Power is low for sample size 10:
mu<-0.1
power.t.test(d=mu,n=10,sd=1,alternative="two.sided",type="one.sample",strict=TRUE)
##
## One-sample t test power calculation
##
## n = 10
## delta = 0.1
## sd = 1
## sig.level = 0.05
## power = 0.0592903
## alternative = two.sided
Simulate some data and compute likelihood ratio Ha/H0 using the true value of 0.1, and using the sample mean. The latter is what we normally do.
nsim<-10000
ttestpval<-likratsample<-means<-rep(NA,nsim)
for(i in 1:nsim){
y <- rnorm(10,mean=mu,sd=1)
ttestpval[i]<-t.test(y)$p.value
means[i]<-mean(y)
## likelihood ratio under sample mean:
likratsample[i]<- -2*log(prod(dnorm(y,mean=0,sd=1))/prod(dnorm(y,mean=means[i],sd=1)))
}
Create a data frame with sample means and p-values, and likelihoods:
(criticalval<-qchisq(0.05,df=1,lower.tail=FALSE))
## [1] 3.841459
likratpval<-pchisq(likratsample,df=1,lower.tail=FALSE)
dat<-data.frame(means,ttestpval,likratsample,likratpval)
head(dat)
## means ttestpval likratsample likratpval
## 1 0.05127913 0.9030325 0.02629549 0.8711808
## 2 0.46804303 0.1630380 2.19064275 0.1388514
## 3 0.17049681 0.6508300 0.29069161 0.5897777
## 4 0.24739473 0.4041785 0.61204151 0.4340202
## 5 0.11691442 0.7022102 0.13668981 0.7115942
## 6 0.09655920 0.7593891 0.09323679 0.7601019
Earlier I wrote incorrectly: ``Note that the t-test based p-values will be significant more often compared to the likelihood based p-values.’’ Actually, the t-test and likelihood ratio test are completely identical (see the Casella and Berger textbook).
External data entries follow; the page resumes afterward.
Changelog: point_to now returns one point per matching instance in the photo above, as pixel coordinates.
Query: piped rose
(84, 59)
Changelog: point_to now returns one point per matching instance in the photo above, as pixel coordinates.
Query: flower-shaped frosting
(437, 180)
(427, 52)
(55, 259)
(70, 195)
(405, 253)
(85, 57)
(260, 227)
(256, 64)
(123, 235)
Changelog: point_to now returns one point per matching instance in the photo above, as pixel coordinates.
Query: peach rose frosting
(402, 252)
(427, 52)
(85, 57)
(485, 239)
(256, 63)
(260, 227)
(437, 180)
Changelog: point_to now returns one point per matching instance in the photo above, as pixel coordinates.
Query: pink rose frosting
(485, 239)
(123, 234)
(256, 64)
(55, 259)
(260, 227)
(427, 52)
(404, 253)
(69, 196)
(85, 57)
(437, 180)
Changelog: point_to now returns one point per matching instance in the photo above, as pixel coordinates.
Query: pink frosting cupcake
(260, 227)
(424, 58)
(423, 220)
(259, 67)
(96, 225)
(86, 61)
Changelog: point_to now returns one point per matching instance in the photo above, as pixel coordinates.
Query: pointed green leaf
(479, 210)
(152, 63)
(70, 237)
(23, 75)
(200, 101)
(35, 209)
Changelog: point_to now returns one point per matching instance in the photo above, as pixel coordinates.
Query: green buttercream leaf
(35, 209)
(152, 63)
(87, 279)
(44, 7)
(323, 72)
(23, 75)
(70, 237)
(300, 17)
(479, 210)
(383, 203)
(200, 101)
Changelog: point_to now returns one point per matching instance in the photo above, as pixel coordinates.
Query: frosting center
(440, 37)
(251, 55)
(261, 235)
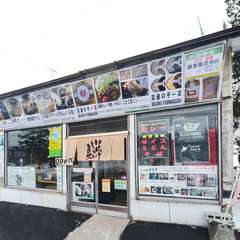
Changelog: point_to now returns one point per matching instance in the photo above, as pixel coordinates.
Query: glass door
(112, 185)
(99, 185)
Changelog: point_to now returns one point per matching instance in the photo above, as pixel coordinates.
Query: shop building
(147, 138)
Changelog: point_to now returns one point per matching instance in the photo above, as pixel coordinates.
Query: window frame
(185, 109)
(6, 161)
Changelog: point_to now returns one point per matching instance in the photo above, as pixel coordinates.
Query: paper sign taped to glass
(82, 190)
(105, 147)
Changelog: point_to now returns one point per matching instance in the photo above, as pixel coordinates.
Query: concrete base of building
(100, 227)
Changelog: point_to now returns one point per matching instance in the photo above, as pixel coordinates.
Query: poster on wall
(134, 88)
(165, 81)
(83, 92)
(3, 112)
(191, 140)
(55, 142)
(82, 190)
(44, 101)
(203, 73)
(179, 181)
(29, 104)
(120, 184)
(21, 176)
(154, 141)
(62, 96)
(13, 106)
(1, 154)
(149, 85)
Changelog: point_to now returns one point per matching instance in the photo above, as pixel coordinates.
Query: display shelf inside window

So they should deliver the same proportion of significant results:
mean(dat$ttestpval<0.05)
## [1] 0.0612
mean(dat$likratpval<0.05)
## [1] 0.0662
What we also see is that the t-test p-value is strongly correlated with the likelihood ratio, as claimed.
plot(likratsample~ttestpval)
abline(lm(likratsample~ttestpval),col="red")
If we focus only on likelihoods associated with significant effects, the likelihood ratio is correlated with p-values computed using the t-test:
dat<-subset(dat,ttestpval<0.05)
plot(dat$ttestpval,dat$likratsample)
abline(lm(dat$likratsample~dat$ttestpval))
But note that all of the estimates associated with significant effects are over-estimates:
hist(dat$means,main="estimated means")
## true mean
abline(v=mu)
## 100% of the means are overestimated:
mean(abs(dat$means)>mu)
## [1] 1
Further, note that Type M error tends to go up to 12 if we focus only on significant effects:
## distribution of type M error
hist(abs(dat$means)/mu)
Finally, note that the likelihood ratio increases just in case the sample mean estimate is an overestimate.
plot(dat$means,dat$likratsample)
abline(v=mu)
So, all significant effects are the result of overestimated means; both Type S and M error are in play here.
This is true even if we use the p-values computed using the likelihood ratio test:
plot(dat$means,dat$likratpval)
abline(v=mu)
Why should we care that a p-value is associated with the likelihood ratio under the alternative vs the null, if the estimates associated with 100% of the p-values are unrealistically high?